Kutinggalkan decak kagum untuk negara-negara ini. ASEAN is Paradise !

This is the Way I love Being a Backpacker !

Ber-backpacking menguji kita banyak hal, mandiri, terbuka dan berani.

Rindu Kota Sultan, Yogyakarta!

Berpetualang (lagi) di Kota yang sarat akan Tradisi nya, Yogyakarta

Welcome In Thailand (Part 1) - Sehari Di Bangkok

Pengalaman Pertama Pergi Ke Luar Negeri, Gratis !

23 September 2013

Balik Ke Jogja Dengan Melakukan Beberapa Hal Gila


Jalan-jalan ke kota Gudeg Yogyakarta sepertinya udah ga asing lagi di telinga kita… sapa sih yang ga pernah ke Jogja? Mungkin hanya segaian kecil dari kita yang belum bisa menginjakkan kaki di kota sejuta budaya dan  tradisi itu (entar pasti kesana..!). Bagi saya pribadi, perjalanan yang saya tempuh pada tanggal 20-21 September ini adalah trip yang singkat banget, Cuma 2 hari. Karena kesuntukan saya menjalani aktivitas perkuliahan yang bawaanya Cuma pergi kuliah – pulang kos – kuliah lagi – pulang ke kosan lagi dan begitu seterusnya… Saya mencoba melakukan hal hal (agak) gila biar pikiran dan semangat OK lagi (pernah denger nih kalimat haha). Ini adalah kali kelima saya pergi ke Yogyakarta dan tentunya saya mau sesuatu yang baru, yang belum pernah saya lakukan di trip trip sebelumnya.

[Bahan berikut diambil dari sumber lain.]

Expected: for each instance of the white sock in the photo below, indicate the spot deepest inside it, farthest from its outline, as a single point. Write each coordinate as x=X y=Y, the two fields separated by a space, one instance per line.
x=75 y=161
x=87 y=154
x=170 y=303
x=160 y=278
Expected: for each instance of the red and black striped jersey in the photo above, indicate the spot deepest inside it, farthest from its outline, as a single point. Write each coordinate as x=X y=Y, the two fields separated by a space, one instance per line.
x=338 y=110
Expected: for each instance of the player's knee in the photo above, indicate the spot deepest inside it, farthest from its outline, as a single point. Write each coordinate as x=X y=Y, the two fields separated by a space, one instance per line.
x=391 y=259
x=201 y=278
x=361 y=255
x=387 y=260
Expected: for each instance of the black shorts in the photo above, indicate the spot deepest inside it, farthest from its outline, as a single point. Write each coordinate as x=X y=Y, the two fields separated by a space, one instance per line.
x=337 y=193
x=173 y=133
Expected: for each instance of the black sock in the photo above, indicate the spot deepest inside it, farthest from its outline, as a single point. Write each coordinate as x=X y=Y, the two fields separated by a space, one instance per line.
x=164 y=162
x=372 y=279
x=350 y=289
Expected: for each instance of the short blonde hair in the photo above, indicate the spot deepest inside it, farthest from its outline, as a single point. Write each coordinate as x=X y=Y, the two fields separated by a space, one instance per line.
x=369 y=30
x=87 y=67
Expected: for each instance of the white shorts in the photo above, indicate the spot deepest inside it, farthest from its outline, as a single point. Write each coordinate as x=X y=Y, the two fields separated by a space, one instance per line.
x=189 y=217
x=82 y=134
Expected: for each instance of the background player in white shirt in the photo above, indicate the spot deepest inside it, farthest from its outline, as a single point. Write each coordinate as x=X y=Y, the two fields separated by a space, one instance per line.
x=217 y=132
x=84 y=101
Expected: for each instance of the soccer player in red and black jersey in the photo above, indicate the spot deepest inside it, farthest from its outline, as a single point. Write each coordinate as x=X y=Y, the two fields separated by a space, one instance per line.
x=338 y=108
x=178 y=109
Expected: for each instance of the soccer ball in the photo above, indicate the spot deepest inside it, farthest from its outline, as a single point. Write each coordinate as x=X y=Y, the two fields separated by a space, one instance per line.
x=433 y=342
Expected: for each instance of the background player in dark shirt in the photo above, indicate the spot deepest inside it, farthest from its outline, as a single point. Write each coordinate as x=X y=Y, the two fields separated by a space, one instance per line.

What’s that? Here they are :

Speaking English for Whole days (Ngomong Inggris seharian)

     Saya ga terlalu mahir bahasa inggrisan, Cuma yah apa salahnya sih kalo pengen berpura pura jadi “turis asing” di negeri sendiri? Inilah yang saya terapkan sewaktu kunjungan saya kemarin menuju Yogyakarta. Mulai berangkat dari Terminal Purabaya (Bungurasih), saya berpura pura tidak tahu mana bis yang benar.. Alhasil saya mencoba tanya kepada beberapa orang, baik petugas terminal sampai pedagang di sekitar terminal. Apa jadinya? Percakapan kita bukanya nyambung, malah berganti jadi bahasa isyarat :D. Saya tidak mencemooh, tidak menyudutkan atau sebagainya, bagi saya, pengalaman ini unik sekali loh, kita jadi tahu kalau semisal kita berhadapan dengan orang lokal suatu negara yang ga terlalu lancar berbahasa asing, ini bisa menjadi “latihan awal” kita membiasakan diri. So be positive J.

     Ga hanya di terminal, sepanjang perjalanan pun saya berlagak jadi turis, dengan kornet, eh kernet…. Dengan penumpang dan kondektur juga… Karena masyarakat khususnya di kota yang Untouristy atau tidak terlalu banyak aktivitas turis asing nya seperti surabaya jarang nemu yang “beginian”, Keberadaan saya membawa hawa segar (gile pede amat gue -_-). FYI, Tiket bus Surabaya – Yogyakarta per bulan september 2013 adalah IDR 47.000 (Mira, Sugeng Rahayu), lebih murah sedikit dibanding kereta yang harganya IDR 55.000. Bedanya adalah, waktu tempuh bis bisa 2 jam lebih lama daripada kereta, Kereta kurang lebih 6 jam, sedangkan bis bisa mencapai 8 jam atau bahkan lebih (tergantung lalu lintas).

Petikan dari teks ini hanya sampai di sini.